Now that I am off work, I am writing this particular blog post with my cat, Billie Dean, on my lap as I listen to a podcast on philosophy. The podcast of the philosophy I am listening to is “Philosophize This.” I am learning a lot about philosophy from the podcast I am listening to.

Another thing I am learning philosophy from is the book is “The Republic and Other Works” by Pluto. I feel like I am getting a great education about philosophy from the book I am reading. I love learning and educating myself.

As far as my cat Billie Dean, he is still laying curled up in my lap. He knows that my day has had some stress in it so he is trying to get me to be more mindful of the present versus the past even the recent past such as my work day today. I love my cat, Billie so much and that he gives me unconditional love even though I do not deserve the unconditional love he gives me. I so love how is is such a cuddly love but of a a cat.

I do not have much more to say in this particular blog post. I do want to thank you for reading my blog. It is greatly appreciated from my end of things that you read my blog because if it wasn’t for you the reader, I would not be writing my blog. Again, thank you from the bottom of my hear for reading my blog. Peace Our, World!!!

Too Tired to Write (& to Sleep)

Good Morning, World!!! I am just way too tired to write much less sleep.

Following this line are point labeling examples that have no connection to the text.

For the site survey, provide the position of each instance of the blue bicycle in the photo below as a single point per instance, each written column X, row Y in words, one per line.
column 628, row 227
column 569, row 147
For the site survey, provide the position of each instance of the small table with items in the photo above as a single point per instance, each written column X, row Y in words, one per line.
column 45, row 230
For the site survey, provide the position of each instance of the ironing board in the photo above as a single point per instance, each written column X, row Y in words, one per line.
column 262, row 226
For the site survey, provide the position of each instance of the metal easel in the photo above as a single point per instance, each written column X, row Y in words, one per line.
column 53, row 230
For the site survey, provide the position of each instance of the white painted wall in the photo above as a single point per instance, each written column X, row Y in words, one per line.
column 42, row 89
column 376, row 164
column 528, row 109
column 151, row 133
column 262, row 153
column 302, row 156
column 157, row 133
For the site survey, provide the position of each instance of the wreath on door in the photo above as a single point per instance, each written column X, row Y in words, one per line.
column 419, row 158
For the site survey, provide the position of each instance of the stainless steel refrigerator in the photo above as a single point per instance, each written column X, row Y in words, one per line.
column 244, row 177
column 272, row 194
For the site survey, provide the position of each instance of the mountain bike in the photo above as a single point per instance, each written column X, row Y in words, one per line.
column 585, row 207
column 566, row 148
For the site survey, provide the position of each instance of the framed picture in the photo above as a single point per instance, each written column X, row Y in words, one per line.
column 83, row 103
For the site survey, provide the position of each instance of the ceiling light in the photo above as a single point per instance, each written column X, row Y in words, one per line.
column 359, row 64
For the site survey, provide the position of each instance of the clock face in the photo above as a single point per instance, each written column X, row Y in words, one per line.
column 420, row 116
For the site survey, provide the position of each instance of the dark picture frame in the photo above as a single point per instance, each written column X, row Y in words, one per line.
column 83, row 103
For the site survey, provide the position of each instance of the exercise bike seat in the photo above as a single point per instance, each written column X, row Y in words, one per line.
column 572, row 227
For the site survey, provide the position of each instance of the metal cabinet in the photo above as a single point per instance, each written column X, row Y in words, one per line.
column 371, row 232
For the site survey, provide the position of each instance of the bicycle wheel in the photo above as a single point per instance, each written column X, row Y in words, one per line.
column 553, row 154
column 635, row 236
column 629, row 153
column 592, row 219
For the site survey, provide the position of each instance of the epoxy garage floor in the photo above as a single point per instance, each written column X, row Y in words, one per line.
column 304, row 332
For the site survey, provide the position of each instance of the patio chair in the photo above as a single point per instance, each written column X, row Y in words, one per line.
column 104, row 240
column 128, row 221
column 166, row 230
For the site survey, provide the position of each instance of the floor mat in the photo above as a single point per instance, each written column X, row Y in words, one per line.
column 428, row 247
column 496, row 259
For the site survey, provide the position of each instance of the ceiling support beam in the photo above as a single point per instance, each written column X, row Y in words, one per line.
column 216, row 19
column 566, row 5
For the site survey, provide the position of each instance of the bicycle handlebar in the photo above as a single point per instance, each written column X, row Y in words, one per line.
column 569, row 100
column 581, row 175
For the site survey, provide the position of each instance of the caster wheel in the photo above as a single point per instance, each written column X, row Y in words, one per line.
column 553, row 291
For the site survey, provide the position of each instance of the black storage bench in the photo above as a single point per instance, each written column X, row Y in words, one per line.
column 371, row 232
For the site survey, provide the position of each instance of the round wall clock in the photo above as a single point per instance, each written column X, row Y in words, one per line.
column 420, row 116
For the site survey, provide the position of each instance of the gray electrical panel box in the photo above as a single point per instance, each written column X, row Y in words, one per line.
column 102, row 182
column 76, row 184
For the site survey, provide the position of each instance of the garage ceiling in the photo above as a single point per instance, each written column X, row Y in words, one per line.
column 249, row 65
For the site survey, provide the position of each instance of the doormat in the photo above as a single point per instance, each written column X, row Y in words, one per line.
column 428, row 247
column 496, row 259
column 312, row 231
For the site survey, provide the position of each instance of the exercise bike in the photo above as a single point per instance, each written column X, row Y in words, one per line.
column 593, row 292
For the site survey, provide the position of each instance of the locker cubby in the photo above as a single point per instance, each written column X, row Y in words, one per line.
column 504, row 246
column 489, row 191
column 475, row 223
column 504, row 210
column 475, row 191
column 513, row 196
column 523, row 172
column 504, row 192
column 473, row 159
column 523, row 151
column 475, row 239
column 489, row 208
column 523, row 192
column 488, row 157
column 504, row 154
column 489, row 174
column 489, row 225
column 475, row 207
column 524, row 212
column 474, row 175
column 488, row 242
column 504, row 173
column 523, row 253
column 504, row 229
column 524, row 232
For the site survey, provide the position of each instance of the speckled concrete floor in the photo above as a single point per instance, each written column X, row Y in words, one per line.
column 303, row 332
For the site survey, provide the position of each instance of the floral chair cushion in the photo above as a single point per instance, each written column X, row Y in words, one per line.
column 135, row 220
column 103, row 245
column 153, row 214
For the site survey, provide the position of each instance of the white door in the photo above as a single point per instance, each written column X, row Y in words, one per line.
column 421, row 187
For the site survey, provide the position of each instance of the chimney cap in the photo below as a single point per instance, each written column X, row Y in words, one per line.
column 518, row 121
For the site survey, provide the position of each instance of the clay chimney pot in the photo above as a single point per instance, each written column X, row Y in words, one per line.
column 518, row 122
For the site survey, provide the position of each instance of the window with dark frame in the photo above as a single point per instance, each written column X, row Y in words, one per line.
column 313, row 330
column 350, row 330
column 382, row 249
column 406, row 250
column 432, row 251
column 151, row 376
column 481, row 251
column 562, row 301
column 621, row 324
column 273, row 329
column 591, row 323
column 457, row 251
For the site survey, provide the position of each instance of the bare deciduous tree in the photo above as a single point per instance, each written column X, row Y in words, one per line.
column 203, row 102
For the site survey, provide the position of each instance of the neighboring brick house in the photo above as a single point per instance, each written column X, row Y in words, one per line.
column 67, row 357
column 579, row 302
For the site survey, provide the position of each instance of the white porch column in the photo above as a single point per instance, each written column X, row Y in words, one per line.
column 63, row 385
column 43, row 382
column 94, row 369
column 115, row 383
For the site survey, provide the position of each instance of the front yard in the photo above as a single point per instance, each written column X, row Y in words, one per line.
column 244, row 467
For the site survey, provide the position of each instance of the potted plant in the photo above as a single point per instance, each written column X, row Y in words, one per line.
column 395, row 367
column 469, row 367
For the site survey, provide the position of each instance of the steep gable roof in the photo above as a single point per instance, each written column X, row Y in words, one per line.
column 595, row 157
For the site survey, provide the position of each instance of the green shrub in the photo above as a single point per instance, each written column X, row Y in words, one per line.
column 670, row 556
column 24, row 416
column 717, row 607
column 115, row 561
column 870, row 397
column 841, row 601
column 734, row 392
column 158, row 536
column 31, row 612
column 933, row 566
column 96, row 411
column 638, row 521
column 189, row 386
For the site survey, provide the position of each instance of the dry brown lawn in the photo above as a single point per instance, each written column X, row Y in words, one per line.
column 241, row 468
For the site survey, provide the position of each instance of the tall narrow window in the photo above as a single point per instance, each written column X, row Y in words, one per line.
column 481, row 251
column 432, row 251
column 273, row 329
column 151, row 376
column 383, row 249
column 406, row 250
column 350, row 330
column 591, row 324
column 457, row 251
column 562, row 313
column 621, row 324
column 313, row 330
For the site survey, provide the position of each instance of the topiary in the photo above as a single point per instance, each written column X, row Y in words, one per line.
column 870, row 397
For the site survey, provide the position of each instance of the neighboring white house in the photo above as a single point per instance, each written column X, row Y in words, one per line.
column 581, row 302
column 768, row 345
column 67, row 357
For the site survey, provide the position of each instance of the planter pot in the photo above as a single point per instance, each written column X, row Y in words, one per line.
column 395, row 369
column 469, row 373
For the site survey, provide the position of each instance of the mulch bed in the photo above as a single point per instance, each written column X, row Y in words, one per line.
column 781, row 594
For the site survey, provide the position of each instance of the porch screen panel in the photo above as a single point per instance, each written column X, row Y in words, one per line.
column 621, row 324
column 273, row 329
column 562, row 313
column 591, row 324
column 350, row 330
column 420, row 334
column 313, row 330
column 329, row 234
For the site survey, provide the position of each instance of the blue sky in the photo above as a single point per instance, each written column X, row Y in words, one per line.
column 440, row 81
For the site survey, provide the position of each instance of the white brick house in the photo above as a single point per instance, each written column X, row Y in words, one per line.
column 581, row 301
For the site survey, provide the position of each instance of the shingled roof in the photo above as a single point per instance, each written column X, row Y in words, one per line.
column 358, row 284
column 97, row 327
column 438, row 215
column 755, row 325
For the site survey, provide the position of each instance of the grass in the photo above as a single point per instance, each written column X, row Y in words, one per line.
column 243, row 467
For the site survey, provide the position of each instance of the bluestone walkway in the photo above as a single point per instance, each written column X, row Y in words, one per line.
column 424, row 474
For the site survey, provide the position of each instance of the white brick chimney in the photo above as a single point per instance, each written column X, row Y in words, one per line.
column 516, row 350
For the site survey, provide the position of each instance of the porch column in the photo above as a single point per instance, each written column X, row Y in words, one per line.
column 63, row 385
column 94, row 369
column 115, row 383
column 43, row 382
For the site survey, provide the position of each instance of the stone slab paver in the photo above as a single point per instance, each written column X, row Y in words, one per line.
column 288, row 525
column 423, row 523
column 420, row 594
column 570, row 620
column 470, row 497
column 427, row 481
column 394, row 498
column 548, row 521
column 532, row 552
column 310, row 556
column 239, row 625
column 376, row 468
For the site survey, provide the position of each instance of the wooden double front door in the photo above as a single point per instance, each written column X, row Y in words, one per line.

Hell, I am even too tired too tired to focus on the anxiety and depression I have dealing with. First I get woken up by a neighbor pulling the fire alarm due to other neighbors not wearing their mask.

Now I am dealing with three neighbors who live on my floor in different apartments screaming at each other for bullshit reasons. I all I want is to go to sleep. It’s bad enough that I have insomnia but my neighbors sure haven’t been helping me with the sleep I need tonight, It is frustrating as fucking hell that I am unable to sleep.

Despite not being able to sleep, I have been listening to a podcast. A podcast about philosophy. Specifically, I have been listening to the philosophy podcast called “Philosophize This.” I am learning so much from this podcast and feel like I am getting an informal education from in it.

I am also feeling that I am getting an informal education from reading the book by Plato called “The Republic and Other Works.” It’s about Plato’s theory on philosophy and I feel like I am learn a lot from this book as well as the podcast I am listening to. I feel like reading about and listening to a podcast is giving me an education I would be getting if I was not able to sleep for various reasons.

Of course, my cat Billie Dean is now wanting me to give him some attention. Hopefully the type of attention to help me fall back to sleep. I love my cat Billie so much. He is such a sweet cuddle bug of a cat.

I do not now have much more to discuss in this particular blog post as I am too tired to write any more. I also want to thank you for reading my blog. It is greatly appreciated from my end of things that you the reader read my blog. If it wasn’t for you the reader, reading my blog, I would not be writing my blog. Again, thank you from the bottom of my heart for reading my blog. Peace Our, World!!!